Lunes 9 de marzo: Buscad al Señor
Nuestro Redentor declara: “He aquí, he puesto una puerta abierta delante de ti, la cual ninguno puede cerrar” (Apocalipsis 3:8). A través de esta puerta abierta que da al templo de Dios, vemos la ley real, depositada en el arca del testamento. A través de esta puerta abierta la luz brilla desde esa ley, santa, justa y buena, presentando al hombre la verdadera norma de justicia, para que no cometa error en la formación de un carácter que cumplirá los requerimientos de Dios. Esa ley condena el pecado, y debemos desecharlo. El orgullo y el egoísmo no pueden encontrar lugar en el carácter sin expulsar a Aquel que fue manso y humilde de corazón…
La ley de Dios dada en el Sinai es una copia de la mente y la voluntad del Dios infinito. Los santos ángeles la reverencian como sagrada, Sus requisitos perfeccionarán el carácter cristiano y restaurarán al hombre, mendiante Cristo, a la condición en que se encontraba antes de la caída. Los pecados prohibidos por la ley, nunca podrán encontrar lugar en el cielo.
Fue el amor de Dios al hombre lo que lo indujo a expresar su voluntad en los diez preceptos del Decálogo… La ley envía a los hombres a Cristo, y Cristo les señala la ley (Nuestra elevada vocación, p. 140).
… Las leyes de Dios se fundan en una inmutable rectitud, y han sido conformadas para promover la felicidad de los que las obedecen…
En la lección de fe que Cristo enseñó en el monte se revelan los principios de la verdadera religión. La religión conduce al hombre a una relación personal con Dios, pero no exclusivamente con él; porque los principios del cielo han de vivirse de manera que puedan ayudar y bendecir a la humanidad. Un verdadero hijo de Dios lo amará con todo su corazón, y amará a su prójimo como a sí mismo. Se interesará en sus semejantes. La verdadera religión es el resultado de la obra de la gracia en el corazón, que hace que la vida fluya en forma de buenas obras, como lo hace una fuente alimentada de comentes vivas. La religión no consiste meramente de meditación y oración. La luz del cristiano se manifiesta en buenas obras, y así lo reconocen los demás. No habrá de divorciarse la religión de la vida de los negocios. Debe penetrar y santificar sus compromisos y empresas. Si un hombre está verdaderamente conectado con Dios y el cielo, el espíritu que mora en el cielo influirá en todas sus palabras y acciones. Glorificará a Dios en sus obras y conducirá a otros a honrarle (Dios nos cuida, p. 34).
Dios es omnipotente, omnisciente, inmutable.
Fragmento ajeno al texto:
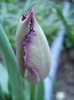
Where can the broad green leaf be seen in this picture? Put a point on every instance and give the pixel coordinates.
(1, 94)
(4, 78)
(40, 94)
(68, 30)
(10, 62)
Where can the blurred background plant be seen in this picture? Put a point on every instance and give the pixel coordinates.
(48, 17)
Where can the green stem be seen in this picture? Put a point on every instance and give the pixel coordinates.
(10, 62)
(34, 89)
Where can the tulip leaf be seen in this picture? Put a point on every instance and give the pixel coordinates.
(1, 94)
(10, 62)
(40, 94)
(68, 30)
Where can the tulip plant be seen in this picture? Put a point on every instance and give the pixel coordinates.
(33, 59)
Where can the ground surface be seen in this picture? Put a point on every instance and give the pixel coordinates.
(65, 74)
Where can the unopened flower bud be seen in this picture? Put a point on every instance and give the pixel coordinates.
(32, 49)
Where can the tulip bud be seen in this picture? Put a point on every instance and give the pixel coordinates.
(32, 49)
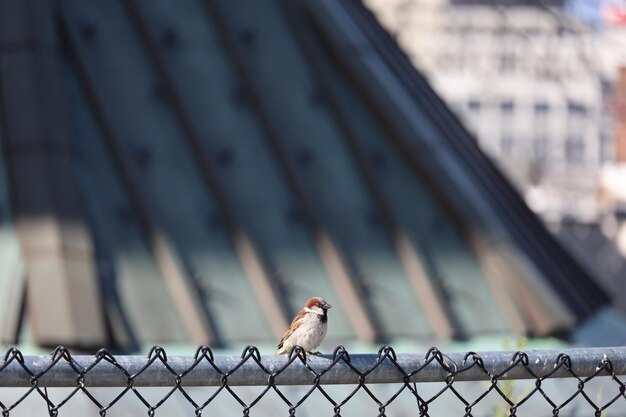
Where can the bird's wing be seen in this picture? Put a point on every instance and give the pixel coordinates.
(294, 325)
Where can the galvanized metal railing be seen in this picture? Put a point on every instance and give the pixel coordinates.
(408, 372)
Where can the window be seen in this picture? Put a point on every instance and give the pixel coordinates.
(541, 109)
(507, 107)
(574, 149)
(540, 148)
(506, 144)
(474, 105)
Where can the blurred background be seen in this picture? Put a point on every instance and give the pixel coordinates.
(190, 172)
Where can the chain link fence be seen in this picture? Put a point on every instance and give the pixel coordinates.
(570, 382)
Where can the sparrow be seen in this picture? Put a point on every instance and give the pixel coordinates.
(308, 327)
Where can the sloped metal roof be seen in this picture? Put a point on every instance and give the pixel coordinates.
(203, 167)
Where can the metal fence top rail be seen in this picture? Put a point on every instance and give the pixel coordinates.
(62, 369)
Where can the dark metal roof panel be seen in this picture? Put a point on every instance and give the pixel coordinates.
(216, 103)
(324, 164)
(183, 210)
(11, 266)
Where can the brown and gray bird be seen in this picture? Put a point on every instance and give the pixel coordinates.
(308, 327)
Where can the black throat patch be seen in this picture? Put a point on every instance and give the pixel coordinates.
(324, 317)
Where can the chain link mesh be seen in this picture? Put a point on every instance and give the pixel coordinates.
(448, 387)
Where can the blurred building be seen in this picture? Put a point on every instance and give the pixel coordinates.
(191, 172)
(541, 86)
(531, 83)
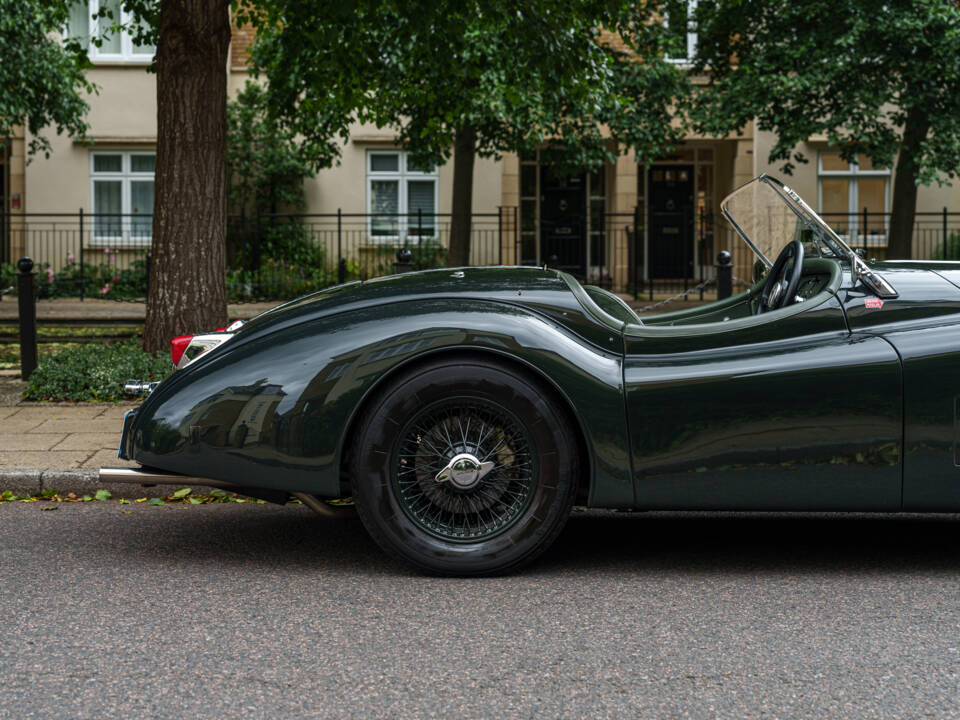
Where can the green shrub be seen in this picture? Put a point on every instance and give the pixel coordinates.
(95, 372)
(951, 251)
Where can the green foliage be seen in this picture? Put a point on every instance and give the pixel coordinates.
(266, 171)
(264, 164)
(42, 79)
(94, 372)
(516, 75)
(950, 250)
(8, 277)
(858, 72)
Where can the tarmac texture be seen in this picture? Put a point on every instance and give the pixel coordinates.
(262, 611)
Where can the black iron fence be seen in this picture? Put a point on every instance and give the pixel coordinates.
(650, 255)
(85, 255)
(676, 252)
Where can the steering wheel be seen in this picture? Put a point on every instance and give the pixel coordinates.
(779, 290)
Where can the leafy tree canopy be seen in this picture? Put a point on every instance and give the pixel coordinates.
(265, 169)
(854, 71)
(878, 79)
(42, 80)
(472, 77)
(518, 74)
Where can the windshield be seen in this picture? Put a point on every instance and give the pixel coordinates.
(769, 216)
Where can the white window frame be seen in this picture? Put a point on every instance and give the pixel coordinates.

Siempre sigue un camino recto. Su ley es verdad inmutable, eterna. Sus preceptos están en consonancia con sus atributos. Pero Satanás los hace aparecer bajo una falsa luz. Al pervertirlos trata de dar a los seres humanos una impresión desfavorable del Dador de la ley. Mediante su rebelión ha tratado de hacer aparecer a Dios como un ser injusto y tiránico… Ha cegado los ojos de los hombres para que no puedan ver debajo de la superficie y discernir su verdadero propósito (En lugares celestiales, p. 146).